The Journal had to change. Technology increasingly meant readers would know the basic facts of news as it happened. He announced, "It doesn't have to have happened yesterday to be news," and said that people were more interested in what would happen tomorrow. He crafted the front page "What's News -- " column to summarize what had happened, but focused on explaining what the news meant.

On the morning after Pearl Harbor, other newspapers recounted the facts already known to all the day before through radio. The Journal's page-one story instead began, "War with Japan means industrial revolution in the United States." It outlined the implications for the economy, industry and commodity and financial markets.

Kilgore led the Journal's circulation to one million by the 1960s from 33,000 in the 1940s by adapting the newspaper to a role reflecting how people used different media for news. His rallying cry was, "The easiest thing in the world for a reader to do is to stop reading."

Business and financial news is different from the general news focus of city newspapers, but in 1958 the owners of the New York Herald Tribune approached Kilgore for help. Mr. Tofel uncovered a five-page memo Kilgore wrote them on how to keep city newspapers essential to readers. The Herald Tribune, he wrote, is "too much a newspaper that might be published in Philadelphia, Washington or Chicago just as readily as in metropolitan New York." Kilgore urged the "compact model newspaper." Readers valued their time, so the newspaper should have just one section, with larger editions on Sunday when people had more time to read.

His advice was clearly ahead of its time. The owners didn't heed it, and the Herald Tribune went out of business in 1967. But his observations on what readers want from city newspapers may be even more true in today's online world. Readers increasingly know yesterday what happened yesterday through Web sites, television and news alerts.

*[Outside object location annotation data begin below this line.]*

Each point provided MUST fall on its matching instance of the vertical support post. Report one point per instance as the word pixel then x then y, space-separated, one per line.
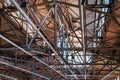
pixel 55 24
pixel 27 34
pixel 81 11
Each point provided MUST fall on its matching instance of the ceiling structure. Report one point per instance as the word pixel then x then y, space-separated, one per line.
pixel 59 39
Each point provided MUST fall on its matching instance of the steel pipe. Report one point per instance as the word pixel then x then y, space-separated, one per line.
pixel 8 77
pixel 7 64
pixel 1 36
pixel 39 33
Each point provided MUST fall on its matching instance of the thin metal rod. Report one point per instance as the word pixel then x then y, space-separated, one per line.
pixel 7 64
pixel 1 36
pixel 42 23
pixel 117 67
pixel 8 77
pixel 39 33
pixel 81 11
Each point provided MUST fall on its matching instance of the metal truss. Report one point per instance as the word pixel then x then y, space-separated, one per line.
pixel 58 39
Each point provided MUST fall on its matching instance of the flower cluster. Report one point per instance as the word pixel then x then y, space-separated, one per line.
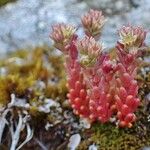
pixel 99 87
pixel 93 22
pixel 62 35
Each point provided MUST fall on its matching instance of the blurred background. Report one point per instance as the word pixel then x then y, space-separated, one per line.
pixel 27 23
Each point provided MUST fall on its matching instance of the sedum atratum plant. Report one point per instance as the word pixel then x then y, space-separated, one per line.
pixel 101 87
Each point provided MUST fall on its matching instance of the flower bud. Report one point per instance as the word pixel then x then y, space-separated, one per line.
pixel 132 38
pixel 89 51
pixel 62 35
pixel 93 22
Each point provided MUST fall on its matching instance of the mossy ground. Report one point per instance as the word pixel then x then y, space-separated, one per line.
pixel 21 71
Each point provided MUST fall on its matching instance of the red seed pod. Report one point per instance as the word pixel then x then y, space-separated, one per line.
pixel 125 109
pixel 130 101
pixel 129 117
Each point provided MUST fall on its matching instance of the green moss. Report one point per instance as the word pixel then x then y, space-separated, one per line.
pixel 24 69
pixel 109 137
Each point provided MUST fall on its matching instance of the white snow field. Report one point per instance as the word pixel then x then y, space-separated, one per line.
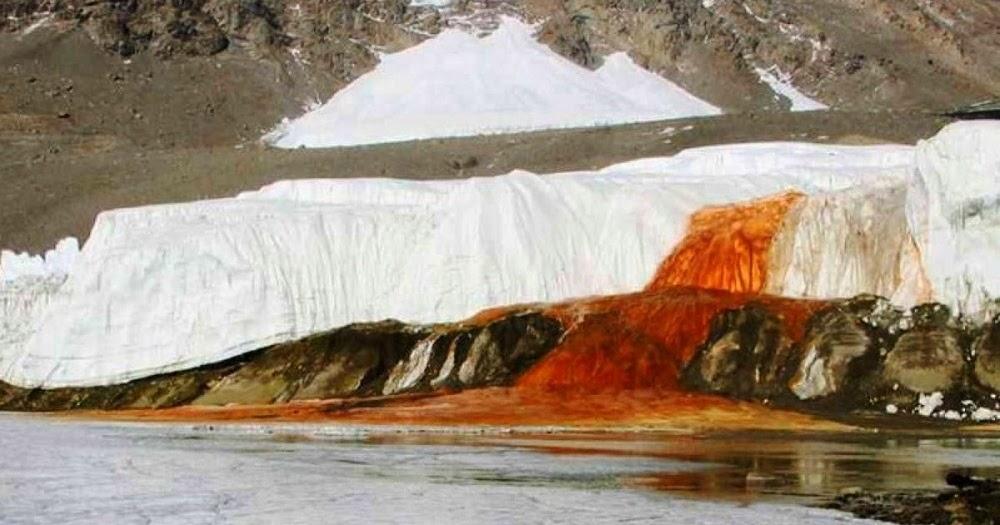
pixel 164 288
pixel 456 84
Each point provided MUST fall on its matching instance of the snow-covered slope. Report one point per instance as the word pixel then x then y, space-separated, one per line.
pixel 169 287
pixel 458 85
pixel 954 210
pixel 164 288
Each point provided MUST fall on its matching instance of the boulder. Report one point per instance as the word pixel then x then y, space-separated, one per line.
pixel 925 360
pixel 833 342
pixel 745 355
pixel 986 364
pixel 928 357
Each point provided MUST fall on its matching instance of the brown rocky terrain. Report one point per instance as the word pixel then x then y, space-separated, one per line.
pixel 121 103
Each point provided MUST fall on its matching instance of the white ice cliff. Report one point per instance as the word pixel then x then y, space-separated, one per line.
pixel 456 84
pixel 164 288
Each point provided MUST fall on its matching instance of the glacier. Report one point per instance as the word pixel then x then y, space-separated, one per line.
pixel 169 287
pixel 455 85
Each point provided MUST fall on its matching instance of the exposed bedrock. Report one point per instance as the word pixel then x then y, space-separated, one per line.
pixel 360 360
pixel 744 356
pixel 856 355
pixel 986 355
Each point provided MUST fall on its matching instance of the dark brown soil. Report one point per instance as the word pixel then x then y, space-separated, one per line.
pixel 49 195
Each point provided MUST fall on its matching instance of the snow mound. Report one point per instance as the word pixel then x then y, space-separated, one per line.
pixel 456 84
pixel 56 262
pixel 781 85
pixel 954 210
pixel 165 288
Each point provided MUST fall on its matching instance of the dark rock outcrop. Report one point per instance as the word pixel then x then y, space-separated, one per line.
pixel 929 357
pixel 744 357
pixel 970 501
pixel 360 360
pixel 826 362
pixel 858 355
pixel 986 355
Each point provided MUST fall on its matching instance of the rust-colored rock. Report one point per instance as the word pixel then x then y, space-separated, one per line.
pixel 726 247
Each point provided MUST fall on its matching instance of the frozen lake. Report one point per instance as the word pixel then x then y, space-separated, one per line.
pixel 58 471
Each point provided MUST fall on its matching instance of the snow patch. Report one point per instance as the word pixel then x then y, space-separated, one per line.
pixel 55 262
pixel 928 403
pixel 781 84
pixel 164 288
pixel 457 85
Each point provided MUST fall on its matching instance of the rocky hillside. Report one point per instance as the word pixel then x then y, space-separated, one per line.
pixel 184 73
pixel 850 54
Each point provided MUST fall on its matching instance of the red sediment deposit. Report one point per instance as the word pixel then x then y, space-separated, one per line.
pixel 643 340
pixel 726 247
pixel 507 407
pixel 621 356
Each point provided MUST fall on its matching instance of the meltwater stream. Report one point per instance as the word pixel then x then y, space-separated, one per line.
pixel 62 471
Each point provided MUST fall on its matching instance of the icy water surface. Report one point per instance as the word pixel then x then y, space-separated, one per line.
pixel 56 471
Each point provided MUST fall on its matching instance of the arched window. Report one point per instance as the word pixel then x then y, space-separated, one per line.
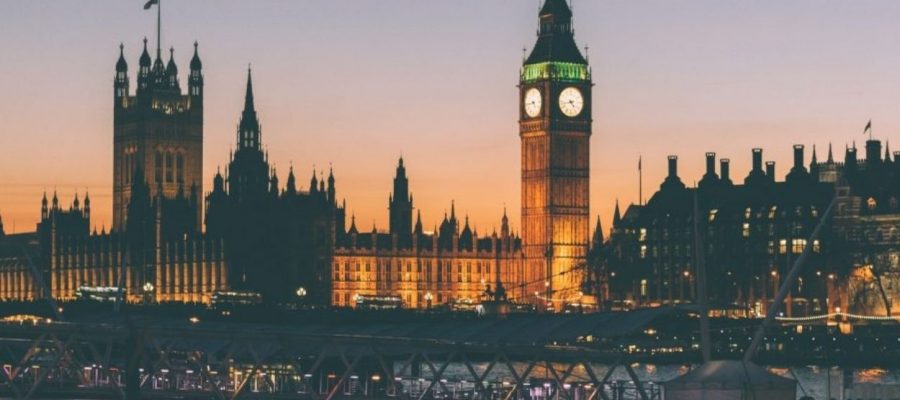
pixel 871 203
pixel 169 168
pixel 179 166
pixel 158 173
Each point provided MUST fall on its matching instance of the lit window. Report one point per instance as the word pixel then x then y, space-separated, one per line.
pixel 798 245
pixel 169 168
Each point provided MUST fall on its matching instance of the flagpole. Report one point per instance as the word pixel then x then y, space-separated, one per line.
pixel 640 181
pixel 158 26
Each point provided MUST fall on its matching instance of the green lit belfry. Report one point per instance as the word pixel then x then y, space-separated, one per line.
pixel 555 129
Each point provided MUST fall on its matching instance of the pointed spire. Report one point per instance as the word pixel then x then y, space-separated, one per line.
pixel 171 68
pixel 617 215
pixel 418 222
pixel 248 96
pixel 248 130
pixel 598 234
pixel 195 60
pixel 292 182
pixel 556 40
pixel 353 230
pixel 145 56
pixel 121 64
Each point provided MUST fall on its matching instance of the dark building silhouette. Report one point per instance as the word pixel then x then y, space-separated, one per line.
pixel 751 234
pixel 450 264
pixel 159 131
pixel 277 240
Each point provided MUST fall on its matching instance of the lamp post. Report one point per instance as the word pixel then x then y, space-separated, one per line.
pixel 148 292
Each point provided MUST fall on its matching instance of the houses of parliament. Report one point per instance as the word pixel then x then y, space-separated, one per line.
pixel 174 241
pixel 253 234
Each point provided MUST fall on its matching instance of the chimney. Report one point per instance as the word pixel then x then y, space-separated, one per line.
pixel 673 166
pixel 850 158
pixel 798 156
pixel 757 159
pixel 873 153
pixel 725 168
pixel 710 164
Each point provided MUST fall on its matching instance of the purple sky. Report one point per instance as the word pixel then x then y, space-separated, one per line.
pixel 358 82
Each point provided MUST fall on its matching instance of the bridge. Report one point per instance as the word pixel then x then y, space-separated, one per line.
pixel 519 357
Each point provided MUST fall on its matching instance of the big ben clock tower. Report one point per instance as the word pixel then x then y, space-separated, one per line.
pixel 555 128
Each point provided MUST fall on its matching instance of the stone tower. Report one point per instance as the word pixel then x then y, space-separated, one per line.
pixel 555 129
pixel 400 205
pixel 158 130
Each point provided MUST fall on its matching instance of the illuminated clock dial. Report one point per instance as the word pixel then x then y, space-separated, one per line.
pixel 533 102
pixel 571 102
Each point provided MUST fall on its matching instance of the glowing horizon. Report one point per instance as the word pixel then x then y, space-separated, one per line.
pixel 357 84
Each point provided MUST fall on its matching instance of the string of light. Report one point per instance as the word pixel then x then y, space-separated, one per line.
pixel 838 314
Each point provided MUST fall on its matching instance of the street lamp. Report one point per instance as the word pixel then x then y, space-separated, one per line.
pixel 301 294
pixel 148 292
pixel 428 298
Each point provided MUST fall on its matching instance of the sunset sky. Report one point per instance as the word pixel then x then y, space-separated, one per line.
pixel 357 83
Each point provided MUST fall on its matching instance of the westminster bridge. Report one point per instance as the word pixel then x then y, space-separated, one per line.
pixel 535 356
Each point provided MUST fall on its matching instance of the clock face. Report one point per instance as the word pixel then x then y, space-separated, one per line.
pixel 571 102
pixel 533 102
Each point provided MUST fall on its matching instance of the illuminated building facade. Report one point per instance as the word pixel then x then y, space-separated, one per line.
pixel 751 234
pixel 426 269
pixel 555 130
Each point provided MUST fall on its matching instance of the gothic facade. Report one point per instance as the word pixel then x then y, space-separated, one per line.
pixel 555 130
pixel 450 264
pixel 751 234
pixel 278 240
pixel 158 130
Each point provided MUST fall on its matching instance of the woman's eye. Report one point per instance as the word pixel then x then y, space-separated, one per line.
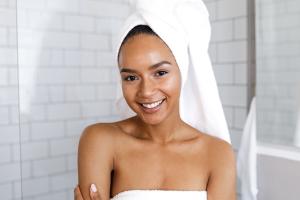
pixel 130 78
pixel 161 73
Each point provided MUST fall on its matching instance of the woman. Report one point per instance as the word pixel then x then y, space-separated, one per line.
pixel 154 154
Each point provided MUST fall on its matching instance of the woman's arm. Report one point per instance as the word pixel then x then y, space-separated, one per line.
pixel 222 180
pixel 95 160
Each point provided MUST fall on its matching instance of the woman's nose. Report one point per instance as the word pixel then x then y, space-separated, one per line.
pixel 147 88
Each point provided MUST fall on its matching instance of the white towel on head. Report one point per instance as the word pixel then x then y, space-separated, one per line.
pixel 184 26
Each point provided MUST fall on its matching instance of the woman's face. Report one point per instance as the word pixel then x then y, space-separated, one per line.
pixel 150 78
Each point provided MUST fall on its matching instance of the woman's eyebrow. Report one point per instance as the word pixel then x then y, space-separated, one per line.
pixel 151 67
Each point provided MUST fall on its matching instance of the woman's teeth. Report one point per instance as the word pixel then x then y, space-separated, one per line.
pixel 152 105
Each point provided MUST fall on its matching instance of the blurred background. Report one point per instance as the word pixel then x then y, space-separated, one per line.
pixel 58 75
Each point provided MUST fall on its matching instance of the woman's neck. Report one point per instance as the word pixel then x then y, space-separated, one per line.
pixel 162 133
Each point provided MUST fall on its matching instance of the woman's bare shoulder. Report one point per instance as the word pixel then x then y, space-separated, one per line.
pixel 218 148
pixel 104 131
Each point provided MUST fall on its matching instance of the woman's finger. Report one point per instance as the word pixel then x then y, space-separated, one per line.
pixel 77 194
pixel 94 193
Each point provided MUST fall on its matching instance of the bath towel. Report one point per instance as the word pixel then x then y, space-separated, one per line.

"Kilgore's first critical finding," Mr. Tofel wrote, was "that readers seek insight into tomorrow even more than an account of yesterday." This "may only now be getting through to many editors and publishers." Indeed, at a time when print readership is declining, The Economist, with its weekly focus on interpretation, is gaining circulation. The Journal continues to focus on what readers need, growing the number of individuals paying for the newspaper and the Web site.

If readers would prefer more-compact city newspapers, a less-is-more approach could help cut newsprint, printing, distribution and other costs that don't add to the journalism. Newspaper editors could craft a new, forward-looking role for print, alongside the what's-happening-right-now focus of digital news.

There's a lot of experimentation by editors around the country to find out what people want from their print and online news. For city newspapers on the brink, the Barney Kilgore approach might deliver some badly needed good news.